TAKEAWAY: ALL conflict of interest policies – repeat, ALL, not just those in union workplaces – must clearly allow employees to exercise protected activity at any time.

The post on Thursday 12/17/15 was about how Dunkin Donuts was certainly not runnin’ on this legal liability. The EEOC charged a company that operates Dunkin’ Donuts stores at BWI with disability discrimination for allegedly (1) refusing to provide a reasonable accommodation of a medical leave to an employee who needed breast cancer surgery and (yes there’s more!) (2) firing her shortly before the leave was to start. It’s no wonder that the EEOC filed suit.

TAKEAWAY: The first (re)action upon learning of an employee’s medical situation should not be adverse; instead, think through your legal obligations as an employer.

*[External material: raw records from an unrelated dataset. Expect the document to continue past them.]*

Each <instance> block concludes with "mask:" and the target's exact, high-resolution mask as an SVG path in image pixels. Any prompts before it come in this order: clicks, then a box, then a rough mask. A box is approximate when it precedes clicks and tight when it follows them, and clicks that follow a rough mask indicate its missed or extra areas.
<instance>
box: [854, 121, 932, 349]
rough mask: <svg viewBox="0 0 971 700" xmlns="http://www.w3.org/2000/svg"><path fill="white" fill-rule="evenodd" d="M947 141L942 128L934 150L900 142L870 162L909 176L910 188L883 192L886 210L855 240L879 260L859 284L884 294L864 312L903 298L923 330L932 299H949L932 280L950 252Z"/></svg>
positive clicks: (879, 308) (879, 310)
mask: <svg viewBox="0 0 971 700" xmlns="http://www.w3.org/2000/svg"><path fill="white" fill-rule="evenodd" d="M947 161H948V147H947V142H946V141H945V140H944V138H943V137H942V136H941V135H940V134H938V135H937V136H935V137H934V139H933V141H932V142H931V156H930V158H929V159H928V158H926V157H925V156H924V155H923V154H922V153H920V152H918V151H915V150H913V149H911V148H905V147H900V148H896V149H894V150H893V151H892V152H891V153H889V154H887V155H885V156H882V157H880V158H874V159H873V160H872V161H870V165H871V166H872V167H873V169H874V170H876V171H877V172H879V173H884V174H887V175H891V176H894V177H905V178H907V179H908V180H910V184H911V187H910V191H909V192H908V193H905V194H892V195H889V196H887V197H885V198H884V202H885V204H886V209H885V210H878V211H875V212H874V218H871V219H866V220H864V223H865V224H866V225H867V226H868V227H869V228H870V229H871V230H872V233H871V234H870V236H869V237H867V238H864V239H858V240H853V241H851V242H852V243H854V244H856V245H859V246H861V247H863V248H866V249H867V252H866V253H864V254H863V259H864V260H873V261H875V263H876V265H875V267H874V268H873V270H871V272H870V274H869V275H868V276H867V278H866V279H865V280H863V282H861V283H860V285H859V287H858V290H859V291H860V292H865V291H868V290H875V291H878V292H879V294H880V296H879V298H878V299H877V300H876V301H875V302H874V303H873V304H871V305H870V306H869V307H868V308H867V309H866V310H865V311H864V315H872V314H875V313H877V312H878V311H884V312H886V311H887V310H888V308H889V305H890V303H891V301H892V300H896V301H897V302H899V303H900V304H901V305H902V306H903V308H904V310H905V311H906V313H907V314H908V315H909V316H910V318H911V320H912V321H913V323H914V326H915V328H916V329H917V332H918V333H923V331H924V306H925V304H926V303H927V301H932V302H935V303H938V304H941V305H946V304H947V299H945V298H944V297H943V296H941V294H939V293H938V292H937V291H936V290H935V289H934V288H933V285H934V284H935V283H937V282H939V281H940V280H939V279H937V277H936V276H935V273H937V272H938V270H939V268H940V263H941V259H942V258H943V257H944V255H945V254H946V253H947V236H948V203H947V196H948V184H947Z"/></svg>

In the post on Friday 12/18/15 we learned that the EEOC sued Rotten Ralph’s Restaurant for religious discrimination. Rotten Ralph’s is a popular restaurant in Philadelphia; apparently that popularity went to its head (literally). Tia applied to be a server and told the GM she wore no revealing clothing and covered her hair for religious reasons. She was hired and wore the headscarf until the first time the GM saw it. He was outraged. She again explained it was for religious reasons. He replied that employees were not allowed to wear “hoodies”, would not accommodate her religious beliefs, and fired her. The EEOC sued. For additional details, go to the post.

TAKEAWAY: The Supreme Court has told us that religious beliefs are to be protected and accommodated – besides that legal reason, it’s just the right thing to do for your employees.

Finally, the post yesterday 12/19/15 told us that yes Virginia, you may have a right to a Christmas bonus. If it’s written in an employment contract, then that’s the easy entitlement situation. But if it’s not, or, more likely, if there is no employment agreement, but the employer has paid Christmas bonuses for a number of years in the past, that may have created an implied contract for payment of a bonus this year.

TAKEAWAY: Employers must be careful of setting precedent that may end up legally binding them to something in the future.